I was working on a blend file that has a squirrel in it. As you can imagine I have body parts all with fur on them. I also use particles for grass and other things too. If you have a scene with all this in it even if you have a powerful computer scenes of this type can wreck your computers performance. On mine the chop was so bad I couldn’t even work on it anymore. I still wanted to take glances at the fur in OpenGL so I could judge where the boundaries were on the mesh as I sculpted my object. Going through each to change the display is just more time than I have. I use particles all the time and I wanted a system wide option that allowed me to quick toggle my particle assets. In this case my drawing had become unusable on my system so I did something about it.

Sure I can understand it when using many objects with particles, and even if I haven’t needed this display toggle yet (max 5 objects some with multiple psystems), or found other ways to deal with performance, such a display toggle would be great, especially if it is per editor like “Only Render”.

Question is how many need to toggle particle display regularly, which I guess is where the “use python” suggestion comes in. I wouldn’t mind having the option, but Brecht’s answer makes sense IMHO.

That could be done as a python AddOn. Another checkbox to reside under the Simplify panel of the Scene context.

The Simplify panel of the Scene context does not have similar settings for the workflow that the toggle effects. The Display panel definitely looks like the best place to put the toggle. It is among more similar items there.

An update to the particle toggle. I’ve updated the particle toggle to go in the simplify pane and it shuts down the particle system. You can type 2000000 into particle count and it takes immediately because it won’t calculate until the particles are toggled back on. It allows you to work on high particle count system offline or a scene with multiple particle meshes eating up resources. The patch is:

https://developer.blender.org/D355

Hopefully will make it in next version.

So looking at the developer patch, Brecht had an excellent point about context and underlying code execution. I still think the option grouping from a UI and artist use case is better in display. But I understand the code underneath also determines where it needs to be placed and therefor the simplify panel works best for code execution context.

Good work sundiego47

I REALLY hope this makes it in. If what you say is true, in that particles are being calculated behind the scenes even when hidden (which has been my experience), then this is a godsend if you have furry characters in a scene and you want to focus on animation without any particle overhead.

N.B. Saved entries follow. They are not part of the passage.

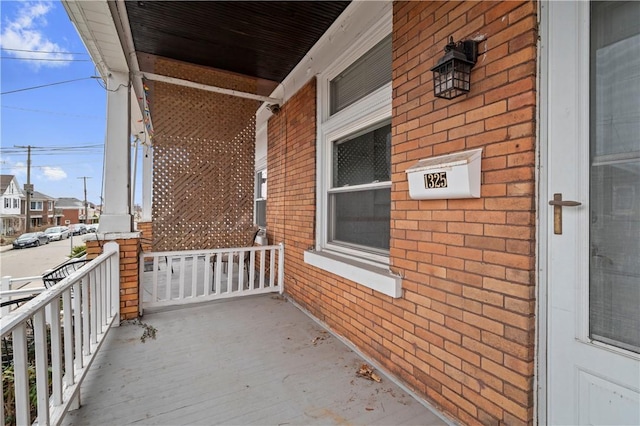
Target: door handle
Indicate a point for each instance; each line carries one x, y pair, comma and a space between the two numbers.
558, 203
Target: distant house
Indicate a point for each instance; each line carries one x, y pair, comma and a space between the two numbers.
72, 210
11, 221
41, 209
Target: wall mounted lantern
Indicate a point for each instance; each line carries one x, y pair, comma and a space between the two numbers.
452, 73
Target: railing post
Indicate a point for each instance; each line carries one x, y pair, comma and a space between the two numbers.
5, 285
114, 280
281, 267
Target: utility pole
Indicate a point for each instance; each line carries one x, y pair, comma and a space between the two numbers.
86, 205
28, 188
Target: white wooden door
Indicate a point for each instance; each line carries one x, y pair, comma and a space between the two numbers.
592, 153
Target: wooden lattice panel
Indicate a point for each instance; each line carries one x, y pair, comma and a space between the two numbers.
203, 171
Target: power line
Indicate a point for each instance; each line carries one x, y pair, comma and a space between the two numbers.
44, 59
51, 112
44, 51
45, 85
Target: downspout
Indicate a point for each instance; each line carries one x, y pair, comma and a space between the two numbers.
138, 87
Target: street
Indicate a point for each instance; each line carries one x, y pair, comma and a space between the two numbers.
35, 260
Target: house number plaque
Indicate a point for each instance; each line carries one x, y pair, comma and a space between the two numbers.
435, 180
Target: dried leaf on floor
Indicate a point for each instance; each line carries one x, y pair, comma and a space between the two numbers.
315, 341
367, 372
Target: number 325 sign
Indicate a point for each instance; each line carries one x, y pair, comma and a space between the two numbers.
435, 180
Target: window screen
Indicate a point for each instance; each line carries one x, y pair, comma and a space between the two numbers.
360, 211
364, 76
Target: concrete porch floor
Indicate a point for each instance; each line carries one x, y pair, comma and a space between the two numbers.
253, 360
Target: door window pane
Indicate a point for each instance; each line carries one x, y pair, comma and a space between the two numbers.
614, 290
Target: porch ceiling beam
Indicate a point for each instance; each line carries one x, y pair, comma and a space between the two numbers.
215, 89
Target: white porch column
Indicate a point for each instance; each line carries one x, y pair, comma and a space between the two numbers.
116, 215
147, 182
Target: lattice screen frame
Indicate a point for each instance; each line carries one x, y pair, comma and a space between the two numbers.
203, 160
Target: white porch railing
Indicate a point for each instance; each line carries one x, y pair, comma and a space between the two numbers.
10, 295
82, 308
181, 277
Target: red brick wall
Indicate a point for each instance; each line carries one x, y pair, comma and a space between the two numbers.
129, 273
469, 264
291, 200
462, 335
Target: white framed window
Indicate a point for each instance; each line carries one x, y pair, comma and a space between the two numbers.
260, 206
354, 179
353, 208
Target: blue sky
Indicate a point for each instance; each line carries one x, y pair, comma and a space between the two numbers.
66, 122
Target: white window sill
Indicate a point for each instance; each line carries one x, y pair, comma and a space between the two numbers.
370, 276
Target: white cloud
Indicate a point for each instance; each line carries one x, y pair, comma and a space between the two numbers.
53, 173
25, 33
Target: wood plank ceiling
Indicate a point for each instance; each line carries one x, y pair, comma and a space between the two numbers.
263, 39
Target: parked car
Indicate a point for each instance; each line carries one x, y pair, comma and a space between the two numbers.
78, 229
56, 233
31, 239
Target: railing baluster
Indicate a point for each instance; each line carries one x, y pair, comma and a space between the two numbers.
241, 265
42, 363
281, 267
67, 309
218, 270
252, 269
102, 271
154, 289
272, 267
194, 276
207, 274
262, 267
86, 319
56, 350
78, 323
93, 309
230, 255
181, 279
20, 375
169, 261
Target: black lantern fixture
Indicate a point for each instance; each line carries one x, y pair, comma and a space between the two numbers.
452, 73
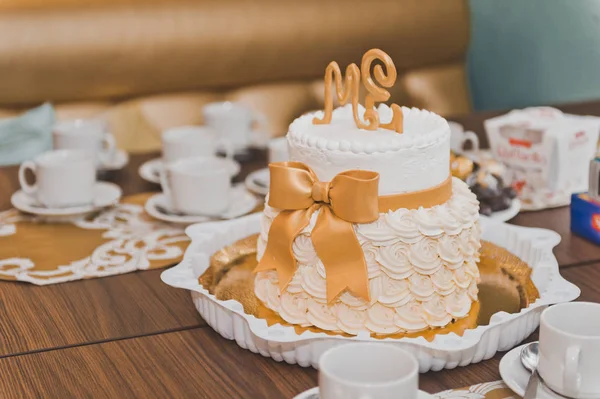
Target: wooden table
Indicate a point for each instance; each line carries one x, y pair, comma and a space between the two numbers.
133, 336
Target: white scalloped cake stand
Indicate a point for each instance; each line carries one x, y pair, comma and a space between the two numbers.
282, 343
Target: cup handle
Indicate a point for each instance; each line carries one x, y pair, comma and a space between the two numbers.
26, 187
164, 183
108, 150
571, 377
227, 146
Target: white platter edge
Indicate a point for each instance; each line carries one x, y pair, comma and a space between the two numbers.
281, 343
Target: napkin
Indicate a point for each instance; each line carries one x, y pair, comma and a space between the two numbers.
25, 136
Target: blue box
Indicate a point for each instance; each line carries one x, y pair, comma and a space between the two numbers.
585, 217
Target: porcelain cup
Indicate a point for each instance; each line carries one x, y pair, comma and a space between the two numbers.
232, 121
192, 141
459, 137
63, 178
570, 349
278, 150
368, 371
198, 185
89, 135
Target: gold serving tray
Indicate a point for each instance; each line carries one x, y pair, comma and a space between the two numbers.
505, 286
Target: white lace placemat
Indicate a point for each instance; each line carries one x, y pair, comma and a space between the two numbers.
116, 240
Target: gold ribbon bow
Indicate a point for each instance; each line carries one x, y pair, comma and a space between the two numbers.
351, 197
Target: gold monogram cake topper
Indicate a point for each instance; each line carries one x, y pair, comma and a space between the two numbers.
348, 91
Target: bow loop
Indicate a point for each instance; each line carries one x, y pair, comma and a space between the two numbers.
351, 197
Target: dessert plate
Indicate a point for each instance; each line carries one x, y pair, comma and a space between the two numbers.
105, 194
242, 202
515, 376
282, 343
150, 170
313, 393
507, 214
118, 161
258, 181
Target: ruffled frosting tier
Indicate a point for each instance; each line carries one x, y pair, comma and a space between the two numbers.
422, 270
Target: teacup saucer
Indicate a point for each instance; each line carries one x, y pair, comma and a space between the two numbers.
150, 170
515, 376
105, 194
242, 202
258, 181
314, 394
119, 160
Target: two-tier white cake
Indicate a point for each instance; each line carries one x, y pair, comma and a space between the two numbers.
422, 263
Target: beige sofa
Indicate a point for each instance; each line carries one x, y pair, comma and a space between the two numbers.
152, 64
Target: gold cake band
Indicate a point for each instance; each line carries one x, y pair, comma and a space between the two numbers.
350, 197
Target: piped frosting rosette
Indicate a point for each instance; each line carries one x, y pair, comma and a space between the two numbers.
421, 265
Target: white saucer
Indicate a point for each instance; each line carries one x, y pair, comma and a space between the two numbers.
242, 202
118, 161
105, 194
314, 394
507, 214
258, 181
515, 376
150, 170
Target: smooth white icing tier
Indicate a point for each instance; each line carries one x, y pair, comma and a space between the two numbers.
422, 268
417, 159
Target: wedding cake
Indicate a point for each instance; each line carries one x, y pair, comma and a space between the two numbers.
416, 265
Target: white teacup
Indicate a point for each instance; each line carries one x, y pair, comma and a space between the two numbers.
570, 349
192, 141
278, 150
63, 178
368, 371
197, 186
233, 121
89, 135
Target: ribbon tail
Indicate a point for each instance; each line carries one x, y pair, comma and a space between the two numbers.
338, 248
279, 254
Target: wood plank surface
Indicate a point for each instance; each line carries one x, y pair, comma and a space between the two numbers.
133, 336
200, 363
35, 318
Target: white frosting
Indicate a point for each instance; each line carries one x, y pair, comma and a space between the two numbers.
418, 158
422, 269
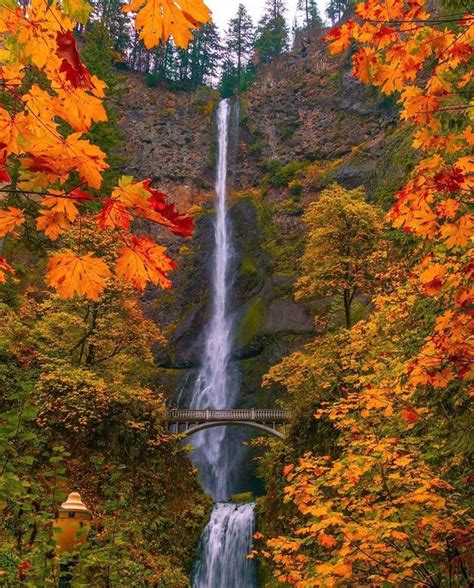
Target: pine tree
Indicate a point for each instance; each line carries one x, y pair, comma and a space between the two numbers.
205, 55
275, 8
240, 43
336, 9
272, 33
310, 11
110, 16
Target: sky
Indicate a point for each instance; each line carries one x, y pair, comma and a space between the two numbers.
224, 10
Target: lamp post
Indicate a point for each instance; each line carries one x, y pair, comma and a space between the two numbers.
71, 528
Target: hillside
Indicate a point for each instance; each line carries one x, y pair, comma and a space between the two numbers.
304, 123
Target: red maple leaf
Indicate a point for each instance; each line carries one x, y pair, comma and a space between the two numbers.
71, 64
180, 224
4, 176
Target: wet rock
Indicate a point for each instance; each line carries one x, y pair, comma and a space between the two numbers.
286, 316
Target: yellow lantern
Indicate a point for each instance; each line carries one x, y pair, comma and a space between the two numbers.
72, 525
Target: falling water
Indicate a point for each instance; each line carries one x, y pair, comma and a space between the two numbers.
217, 384
226, 540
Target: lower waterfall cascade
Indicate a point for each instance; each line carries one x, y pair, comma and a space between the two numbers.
227, 539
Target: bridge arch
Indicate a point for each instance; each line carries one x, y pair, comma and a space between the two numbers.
188, 422
211, 424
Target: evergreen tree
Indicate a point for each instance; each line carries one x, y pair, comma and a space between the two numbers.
239, 44
336, 9
205, 55
272, 33
275, 8
109, 14
310, 11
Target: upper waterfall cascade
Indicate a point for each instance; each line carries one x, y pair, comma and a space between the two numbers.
227, 538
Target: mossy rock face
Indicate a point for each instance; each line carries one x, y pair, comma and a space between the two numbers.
251, 322
242, 497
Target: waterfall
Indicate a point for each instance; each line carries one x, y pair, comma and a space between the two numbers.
226, 538
226, 541
217, 384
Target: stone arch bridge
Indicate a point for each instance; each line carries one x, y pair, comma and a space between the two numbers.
189, 422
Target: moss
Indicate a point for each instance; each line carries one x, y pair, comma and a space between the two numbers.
393, 167
280, 175
248, 265
251, 322
242, 497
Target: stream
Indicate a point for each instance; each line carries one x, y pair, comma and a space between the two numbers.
226, 541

Exactly fahr. We have our hopes up and sundiego47 is working with core devs to make it happen. It also will toggle off other things to make for a more rapid development workflow. Kind of like wireframe viewport rendering. You only have on what you need at the moment in complex scenes. This makes for a very fast workflow. Something I am a total advocate for since I work in the live event industry. I can only think that Project Gooseberry will use this extensively. It may effect other workflows in a minor way. But the benefit on particles as fur/hair should be tremendous.

It was a good idea borne out of necessity on a project. One of the best reasons to improve Blender IMHO.

Its been very useful to me already. The one thing that really can’t be changed is since its not calculating during the simplify if any changes are made then animations will need to rebuild after any changes.

As for 2.70 I wouldn’t get my hopes up but it is checked in and ready to go.

Could you elaborate on that? What do you mean my animations needing to be rebuilt?

If you change the mesh or particle I’ve made it so that the calculations aren’t involved while you making those changes so the lag that you experience goes away completely while editing the mesh or the particles even themselves. The get rebuilt as soon as you toggle it back on to fit the changes. What I mean by rebuilt is if you had an animation that cached the hair dynamics then it will need to recache with the new changes once it is unsimplified. The goal really was if you had a scene with multiple particle system a way to quickly toggle those interactions off because they seem to be the ones that make changes impossible if not turned off.